Я выстрелила ему в глаза.

Ноги у меня замерзли и промокли, я шла через силу, очень болела натертая пятка. На улице не было ни души, и она блестела под тихим дождем. Мне хотелось пойти к Франческе, но я боялась, что у нее любовник. Я вернулась домой. Была полная тишина, и я старалась в нее не вслушиваться. Я села на кухне и поняла, что буду делать дальше. Все очень просто и совсем не страшно. Я поняла, что мне не придется ничего рассказывать мужчине со смуглым лицом, и мне стало намного легче. Мне больше не придется никому ничего рассказывать. Ни Франческе, ни Джованне, ни Аугусто, ни моей матери. Никому. Я сидела на кухне у мраморного столика и невольно слушала тишину. Из раковины тянуло холодом и плесенью, на шкафу тикал будильник.

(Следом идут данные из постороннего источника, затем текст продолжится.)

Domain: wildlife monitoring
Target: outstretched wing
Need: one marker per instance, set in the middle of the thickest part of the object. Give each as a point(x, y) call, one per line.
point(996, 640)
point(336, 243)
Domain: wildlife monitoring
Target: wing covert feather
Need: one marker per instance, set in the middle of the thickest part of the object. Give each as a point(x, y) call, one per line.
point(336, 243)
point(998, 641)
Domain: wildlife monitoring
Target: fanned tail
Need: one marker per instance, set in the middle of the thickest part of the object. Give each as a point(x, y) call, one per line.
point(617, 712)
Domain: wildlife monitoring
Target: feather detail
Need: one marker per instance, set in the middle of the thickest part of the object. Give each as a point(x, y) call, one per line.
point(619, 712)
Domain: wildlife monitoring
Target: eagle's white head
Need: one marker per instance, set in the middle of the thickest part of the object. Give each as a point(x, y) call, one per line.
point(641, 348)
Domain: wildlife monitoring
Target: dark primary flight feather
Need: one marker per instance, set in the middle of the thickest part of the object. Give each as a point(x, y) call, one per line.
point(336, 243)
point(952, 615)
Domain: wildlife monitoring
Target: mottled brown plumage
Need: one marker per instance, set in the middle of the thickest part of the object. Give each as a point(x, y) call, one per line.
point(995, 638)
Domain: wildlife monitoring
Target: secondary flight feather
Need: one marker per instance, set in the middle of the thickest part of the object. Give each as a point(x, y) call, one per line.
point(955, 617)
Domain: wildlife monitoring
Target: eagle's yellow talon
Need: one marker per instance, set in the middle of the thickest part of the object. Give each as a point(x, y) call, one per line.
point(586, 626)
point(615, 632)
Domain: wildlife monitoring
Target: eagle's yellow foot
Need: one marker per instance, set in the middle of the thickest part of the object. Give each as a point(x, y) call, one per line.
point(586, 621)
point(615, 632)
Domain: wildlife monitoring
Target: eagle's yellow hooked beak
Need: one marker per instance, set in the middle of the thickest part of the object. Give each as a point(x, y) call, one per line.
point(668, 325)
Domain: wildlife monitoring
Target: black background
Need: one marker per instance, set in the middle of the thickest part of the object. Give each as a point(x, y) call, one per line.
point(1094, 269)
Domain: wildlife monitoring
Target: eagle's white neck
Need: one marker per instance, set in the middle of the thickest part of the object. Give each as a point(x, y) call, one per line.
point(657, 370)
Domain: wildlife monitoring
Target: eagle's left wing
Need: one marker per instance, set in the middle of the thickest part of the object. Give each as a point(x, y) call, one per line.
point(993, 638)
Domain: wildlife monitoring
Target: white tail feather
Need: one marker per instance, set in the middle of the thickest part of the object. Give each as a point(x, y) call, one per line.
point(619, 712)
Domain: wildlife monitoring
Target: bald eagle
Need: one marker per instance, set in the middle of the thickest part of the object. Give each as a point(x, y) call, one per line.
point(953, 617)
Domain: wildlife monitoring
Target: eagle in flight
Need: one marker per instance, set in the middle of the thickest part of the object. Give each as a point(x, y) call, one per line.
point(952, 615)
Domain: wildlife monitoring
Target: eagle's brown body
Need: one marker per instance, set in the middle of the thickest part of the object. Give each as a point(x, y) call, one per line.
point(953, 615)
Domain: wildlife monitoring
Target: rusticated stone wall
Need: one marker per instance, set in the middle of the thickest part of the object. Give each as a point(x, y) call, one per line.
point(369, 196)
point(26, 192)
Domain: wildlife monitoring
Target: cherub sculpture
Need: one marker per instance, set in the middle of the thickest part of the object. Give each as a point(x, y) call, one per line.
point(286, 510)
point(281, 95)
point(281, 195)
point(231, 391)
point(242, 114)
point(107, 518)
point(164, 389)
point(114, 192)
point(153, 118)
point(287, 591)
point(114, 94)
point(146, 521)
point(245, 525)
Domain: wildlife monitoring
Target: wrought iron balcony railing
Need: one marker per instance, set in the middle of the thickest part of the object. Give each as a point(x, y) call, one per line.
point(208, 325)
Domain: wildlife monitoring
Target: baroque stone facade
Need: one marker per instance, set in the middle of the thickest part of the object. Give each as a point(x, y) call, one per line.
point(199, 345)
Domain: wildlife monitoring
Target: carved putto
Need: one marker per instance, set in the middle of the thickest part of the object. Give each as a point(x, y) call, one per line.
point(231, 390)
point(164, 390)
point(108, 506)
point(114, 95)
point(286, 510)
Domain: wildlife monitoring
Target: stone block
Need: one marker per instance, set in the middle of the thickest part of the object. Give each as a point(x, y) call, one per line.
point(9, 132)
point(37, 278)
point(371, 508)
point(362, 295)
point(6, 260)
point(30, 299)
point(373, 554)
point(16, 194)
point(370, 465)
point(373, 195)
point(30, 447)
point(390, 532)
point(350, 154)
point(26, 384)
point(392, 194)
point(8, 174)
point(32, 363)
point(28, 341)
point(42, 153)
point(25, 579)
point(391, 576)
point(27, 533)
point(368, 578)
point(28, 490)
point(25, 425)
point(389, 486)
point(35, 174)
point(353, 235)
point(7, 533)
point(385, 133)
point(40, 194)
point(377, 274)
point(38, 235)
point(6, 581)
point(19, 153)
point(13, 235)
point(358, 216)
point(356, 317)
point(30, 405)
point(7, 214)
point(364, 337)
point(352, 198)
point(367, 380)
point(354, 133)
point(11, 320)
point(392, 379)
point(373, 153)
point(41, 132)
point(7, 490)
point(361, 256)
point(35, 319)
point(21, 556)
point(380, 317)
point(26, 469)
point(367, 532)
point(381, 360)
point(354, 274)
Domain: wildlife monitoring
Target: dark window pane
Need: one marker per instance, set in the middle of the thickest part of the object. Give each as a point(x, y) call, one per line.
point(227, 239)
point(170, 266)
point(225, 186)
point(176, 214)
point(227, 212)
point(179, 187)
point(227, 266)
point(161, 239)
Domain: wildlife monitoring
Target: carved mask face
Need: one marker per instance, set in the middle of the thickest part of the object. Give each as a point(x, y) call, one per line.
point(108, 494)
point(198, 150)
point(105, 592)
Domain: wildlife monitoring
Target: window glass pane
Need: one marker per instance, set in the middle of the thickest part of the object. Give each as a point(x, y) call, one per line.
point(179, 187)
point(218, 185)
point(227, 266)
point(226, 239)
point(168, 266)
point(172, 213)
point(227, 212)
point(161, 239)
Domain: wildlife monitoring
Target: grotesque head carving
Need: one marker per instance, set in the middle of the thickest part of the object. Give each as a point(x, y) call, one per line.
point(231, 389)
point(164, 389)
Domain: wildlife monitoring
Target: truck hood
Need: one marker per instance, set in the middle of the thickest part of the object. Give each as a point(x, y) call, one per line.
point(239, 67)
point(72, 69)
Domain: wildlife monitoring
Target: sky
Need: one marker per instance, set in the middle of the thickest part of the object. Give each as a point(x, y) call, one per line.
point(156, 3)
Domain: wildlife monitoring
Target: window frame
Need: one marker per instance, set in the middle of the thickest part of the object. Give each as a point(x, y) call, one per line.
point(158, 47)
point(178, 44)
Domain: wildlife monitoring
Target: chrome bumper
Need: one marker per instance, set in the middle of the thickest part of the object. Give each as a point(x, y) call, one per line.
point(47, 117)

Я взяла чернила, ручку и начала писать в книжечке для расходов. Внезапно я спросила себя, для кого я пишу. Ведь не для Джованны, и не для Франчески, и не для матери. Так для кого же? Но решить этот вопрос было очень трудно, и я чувствовала, что время простых и ясных ответов теперь уже не наступит никогда.

Валентино

Перевод Л. Вершинина

Я жила с отцом, матерью и братом в небольшой квартирке в центре города. Жилось нам трудно – вечно не хватало денег, чтоб заплатить за квартиру. Отец был на пенсии, в прошлом школьный учитель, а мать давала уроки игры на фортепьяно. Приходилось еще помогать сестре, которая вышла замуж за коммивояжера: у нее было трое детей, и она еле сводила концы с концами, – да и вдобавок оплачивать учебу брата, отец верил, что он станет большим человеком. Я ходила на учительские курсы, а в свободное время занималась с детьми привратницы. Родные ее жили в деревне, и она расплачивалась каштанами, яблоками и картошкой.

Брат учился на медицинском и то и дело требовал денег – то на микроскоп, то на учебники, то для уплаты взноса. Отец твердо верил, что он станет большим человеком, причин для этого, пожалуй, не было, но отец верил. Он вбил это себе в голову чуть ли не с самого рождения Валентино и теперь, наверно, уже не мог отказаться от своей мечты. Целыми днями отец сидел на кухне и грезил в одиночку о том, как Валентино станет знаменитым, будет разъезжать по всяким европейским конгрессам и придумает новые лекарства против страшных болезней. Но Валентино, похоже, вовсе не собирался становиться большим человеком. Дома он обычно играл с котенком или мастерил из опилок и лоскутков игрушки для детей привратницы: собачек, котов и еще чертей с огромной шишковатой головой и длиннющим туловищем. А иногда он надевал лыжный костюм и любовался собой перед зеркалом. Катался он на лыжах редко, потому что был ленив и боялся холода. Но выпросил у матери черный лыжный костюм и вязаный шлем из белой шерсти. В том костюме он казался себе очень красивым и расхаживал перед зеркалом, сначала обмотав шею шарфом, а потом без шарфа. Или выходил на балкон, чтобы поразить своим видом детей привратницы.